Going forward, Cisco is planning to expand its AI clusters using the following:

● Cisco UCS C885A M8 Rack Servers as GPU nodes. Even though Cisco’s on-premises AI clusters use NVIDIA DGX systems as of early 2025, the network design and operations explained in this document remain unchanged for other types of GPU nodes, such as Cisco UCS C885A M8 Rack Servers.

● Cisco Nexus Hyperfabric AI solution with integrated cloud-managed network controller, Cisco UCS C885A M8 Rack Servers as GPU nodes, and VAST storage solution.

● Use of Cisco Nexus 9364E-SG2 switches with 64 800 GE ports or 128 400 GE ports for connecting up to 64 GPU nodes (512 GPUs) in a scalable unit.

● Cisco Nexus 9364D-GX2A switches as leafs in frontend networks for connecting GPU nodes and storage nodes at 200 Gbps.

Conclusion

Cisco has validated Cisco Nexus 9000 Series switches and the Cisco Nexus Dashboard platform for RoCEv2-based AI clusters. The results from RDMA/IB performance tests, NCCL tests, performance of various load-balancing schemes, and model training prove that Cisco switching ASICs, NX-OS operating system, and Nexus Dashboard platform deliver the demanding performance and operational simplicity for distributed AI workloads. Being able to match or even exceed MLPerf benchmarks with RoCEv2-based backend network is a significant testimonial of Cisco’s implementation of Ethernet technology and features. Just as Cisco has used its Cisco Data Center Networking Solutions to address the challenges of AI infrastructure, your organizations can also benefit by adopting the same products, designs, and operational procedures.

References

● Cisco white paper: Cisco Data Center Networking Solutions: Addressing the Challenges of AI/ML Infrastructure.

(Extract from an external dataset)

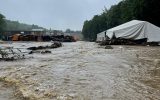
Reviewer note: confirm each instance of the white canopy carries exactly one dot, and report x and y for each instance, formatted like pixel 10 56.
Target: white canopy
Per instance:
pixel 135 30
pixel 101 36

● Cisco white paper: Cisco Data Center Networking Blueprint for AI/ML Applications.

● Cisco Validated Design for Data Center Networking Blueprint for AI/ML Applications.

● Cisco Nexus Hyperfabric AI.

● Cisco Nexus Hyperfabric AI Enterprise Reference Architecture.

● Cisco Nexus 9000 Switches AI Enterprise Reference Architecture.